In spite of all of this, there’s still a fuck tonne to celebrate this election. And it’s all thanks to a trailblazing group of Black women, LGBTQ+ women and women of colour.
The results of 2020 are a testament to the fact that we’ve come a long way since this day in 2016 when many wept over Hillary Clinton’s defeat. Trump’s victory in the polls was not only a slap in the face, but felt like a true setback for women everywhere. And yet, in response, everyone wiped away their tears and rose up, marching in the streets on the day of Trump’s inauguration. Then, in unprecedented numbers, they started running for office.
This year saw a record number of 643 women running for the U.S. House and Senate. And those who were elected are a genuinely diverse group of people making history and giving us something to be truly hopeful about.

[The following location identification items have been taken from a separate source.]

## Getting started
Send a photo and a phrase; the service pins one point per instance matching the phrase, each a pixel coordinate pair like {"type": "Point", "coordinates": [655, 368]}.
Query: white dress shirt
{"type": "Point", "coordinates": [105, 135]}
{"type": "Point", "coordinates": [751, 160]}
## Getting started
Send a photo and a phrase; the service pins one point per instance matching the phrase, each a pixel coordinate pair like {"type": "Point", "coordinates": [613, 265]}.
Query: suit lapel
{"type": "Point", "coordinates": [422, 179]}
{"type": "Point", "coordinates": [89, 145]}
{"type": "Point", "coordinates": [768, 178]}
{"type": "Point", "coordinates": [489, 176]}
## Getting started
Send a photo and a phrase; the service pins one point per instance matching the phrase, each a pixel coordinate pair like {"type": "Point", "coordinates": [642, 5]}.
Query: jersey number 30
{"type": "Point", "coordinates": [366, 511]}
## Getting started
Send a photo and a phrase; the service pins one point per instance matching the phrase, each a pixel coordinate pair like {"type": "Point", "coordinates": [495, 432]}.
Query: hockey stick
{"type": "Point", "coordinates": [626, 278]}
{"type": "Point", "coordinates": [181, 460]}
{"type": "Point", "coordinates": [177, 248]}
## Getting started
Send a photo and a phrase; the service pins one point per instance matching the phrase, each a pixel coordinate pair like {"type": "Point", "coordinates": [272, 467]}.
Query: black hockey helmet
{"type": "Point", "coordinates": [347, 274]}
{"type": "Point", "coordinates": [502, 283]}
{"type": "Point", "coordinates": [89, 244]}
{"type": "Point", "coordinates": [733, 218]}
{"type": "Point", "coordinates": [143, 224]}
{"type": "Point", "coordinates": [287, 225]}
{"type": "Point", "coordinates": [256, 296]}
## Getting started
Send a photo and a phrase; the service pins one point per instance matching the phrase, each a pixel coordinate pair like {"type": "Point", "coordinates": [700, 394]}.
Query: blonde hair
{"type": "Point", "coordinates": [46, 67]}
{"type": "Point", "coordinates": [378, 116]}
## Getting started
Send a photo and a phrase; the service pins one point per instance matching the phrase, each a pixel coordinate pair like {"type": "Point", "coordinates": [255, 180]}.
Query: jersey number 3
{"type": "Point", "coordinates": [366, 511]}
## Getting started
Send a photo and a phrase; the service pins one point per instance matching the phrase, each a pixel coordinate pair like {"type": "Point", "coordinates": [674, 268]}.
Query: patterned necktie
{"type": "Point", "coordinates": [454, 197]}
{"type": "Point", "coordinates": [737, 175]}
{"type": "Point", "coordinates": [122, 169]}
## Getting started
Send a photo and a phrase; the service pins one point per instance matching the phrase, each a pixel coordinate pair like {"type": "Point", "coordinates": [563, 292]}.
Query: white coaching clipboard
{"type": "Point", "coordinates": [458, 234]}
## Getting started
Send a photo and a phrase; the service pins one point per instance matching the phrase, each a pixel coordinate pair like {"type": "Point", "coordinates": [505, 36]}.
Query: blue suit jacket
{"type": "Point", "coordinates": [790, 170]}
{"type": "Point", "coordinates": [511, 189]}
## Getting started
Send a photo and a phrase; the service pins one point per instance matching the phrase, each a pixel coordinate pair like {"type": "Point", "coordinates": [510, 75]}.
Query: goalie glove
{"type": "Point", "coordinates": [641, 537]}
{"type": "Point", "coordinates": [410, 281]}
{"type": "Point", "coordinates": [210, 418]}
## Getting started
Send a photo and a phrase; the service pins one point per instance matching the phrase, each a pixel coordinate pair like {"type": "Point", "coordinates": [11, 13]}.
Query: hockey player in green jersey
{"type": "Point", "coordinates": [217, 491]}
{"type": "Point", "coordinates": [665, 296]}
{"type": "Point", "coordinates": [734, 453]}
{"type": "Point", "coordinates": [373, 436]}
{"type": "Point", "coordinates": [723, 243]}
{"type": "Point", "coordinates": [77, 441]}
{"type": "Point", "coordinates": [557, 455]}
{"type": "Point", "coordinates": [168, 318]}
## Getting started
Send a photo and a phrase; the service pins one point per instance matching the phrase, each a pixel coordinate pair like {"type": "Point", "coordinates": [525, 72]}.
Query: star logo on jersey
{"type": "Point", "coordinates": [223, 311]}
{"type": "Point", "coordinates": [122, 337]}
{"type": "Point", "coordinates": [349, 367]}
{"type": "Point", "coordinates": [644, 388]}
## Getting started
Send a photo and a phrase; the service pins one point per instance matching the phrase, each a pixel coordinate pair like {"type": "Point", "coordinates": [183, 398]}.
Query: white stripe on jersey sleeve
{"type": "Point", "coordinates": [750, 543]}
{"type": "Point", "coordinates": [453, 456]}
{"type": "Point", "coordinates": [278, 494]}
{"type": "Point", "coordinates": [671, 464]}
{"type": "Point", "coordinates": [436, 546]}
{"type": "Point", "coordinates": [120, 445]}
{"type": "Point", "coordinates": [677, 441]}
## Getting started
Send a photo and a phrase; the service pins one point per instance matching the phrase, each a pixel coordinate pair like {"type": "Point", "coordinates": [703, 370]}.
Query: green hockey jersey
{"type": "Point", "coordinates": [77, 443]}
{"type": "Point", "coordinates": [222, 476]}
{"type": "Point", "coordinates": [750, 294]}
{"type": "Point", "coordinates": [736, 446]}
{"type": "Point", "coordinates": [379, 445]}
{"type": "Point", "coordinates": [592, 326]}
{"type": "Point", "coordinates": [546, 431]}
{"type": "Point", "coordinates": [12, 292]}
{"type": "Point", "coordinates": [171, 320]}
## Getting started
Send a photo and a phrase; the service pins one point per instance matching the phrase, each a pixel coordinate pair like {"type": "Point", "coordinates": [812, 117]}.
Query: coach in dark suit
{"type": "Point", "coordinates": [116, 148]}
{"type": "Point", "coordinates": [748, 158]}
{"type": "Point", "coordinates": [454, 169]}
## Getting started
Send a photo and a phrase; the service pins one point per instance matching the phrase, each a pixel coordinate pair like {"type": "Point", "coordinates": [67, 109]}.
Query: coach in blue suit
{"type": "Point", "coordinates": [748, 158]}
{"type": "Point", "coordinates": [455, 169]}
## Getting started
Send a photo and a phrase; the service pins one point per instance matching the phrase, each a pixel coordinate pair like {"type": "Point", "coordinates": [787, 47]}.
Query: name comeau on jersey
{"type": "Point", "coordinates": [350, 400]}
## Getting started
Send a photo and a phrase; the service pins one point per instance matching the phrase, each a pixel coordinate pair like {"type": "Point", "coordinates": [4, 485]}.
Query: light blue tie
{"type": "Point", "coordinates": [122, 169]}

Leading that new wave is the progressive group of Democrat representatives known as “the Squad”. Comprising Alexandria Ocasio-Cortez of New York, Ilhan Omar of Minnesota, Ayanna Pressley of Massachusetts, and Rashida Tlaib of Michigan, the Squad is known for their progressive politics and this week all secured second terms in the House.
Over the past two years, the Squad has fended off misogynistic, racist attacks from Donald Trump, with one of the most reprehensible examples being in 2019 when he sent off a barrage of tweets implying they weren’t true Americans, saying they should "go back and help fix the totally broken and crime-infested places from which they came." The Squad was defiant in their response, with Pressler telling a press conference, “Our squad includes any person committed to building a more equitable and just world, and that is the work that we want to get back to."
And as recently as July this year, Ocasio-Cortez made headlines with a rousing speech on the House floor when she called out Republican congressman Ted Yoho for allegedly calling her a bitch on the steps of the US Capitol. “In using that language, in front of the press, he gave permission to use that language against his wife, his daughters, women in his community, and I am here to stand up to say that is not acceptable”, she said. Together with Omar, Pressley and Tlaib, she is forging a new path, one where women of colour are seen as powerful political forces that not only create meaningful change, but also galvanise and inspire a new generation.
In addition to the Squad’s re-election, another exciting and historical election was of Sarah McBride to Delaware’s state Senate. The win will make McBride the highest-ranking openly transgender official in the nation and the first openly transgender state sentor in U.S. history. Meanwhile, Stefanie Byers and Taylor Small have been elected to Kansas and Vermont’s state legislature respectively, meaning they will become the first openly transgender lawmakers in their states.
Similarly exciting is the election of Cori Bush, a Black Lives Matter activist and leader at the 2014 Ferguson protests, who is now the first Black woman to represent Missouri in congress, and Michele Rayner-Goolsby, who will become the first openly LGBTQ+ Black woman elected to Florida’s state House.
So while it’s certainly uninspiring to watch the race between Biden and Trump—which frankly could not be more stale, pale and male—these women have given us something much better: a future we can count on.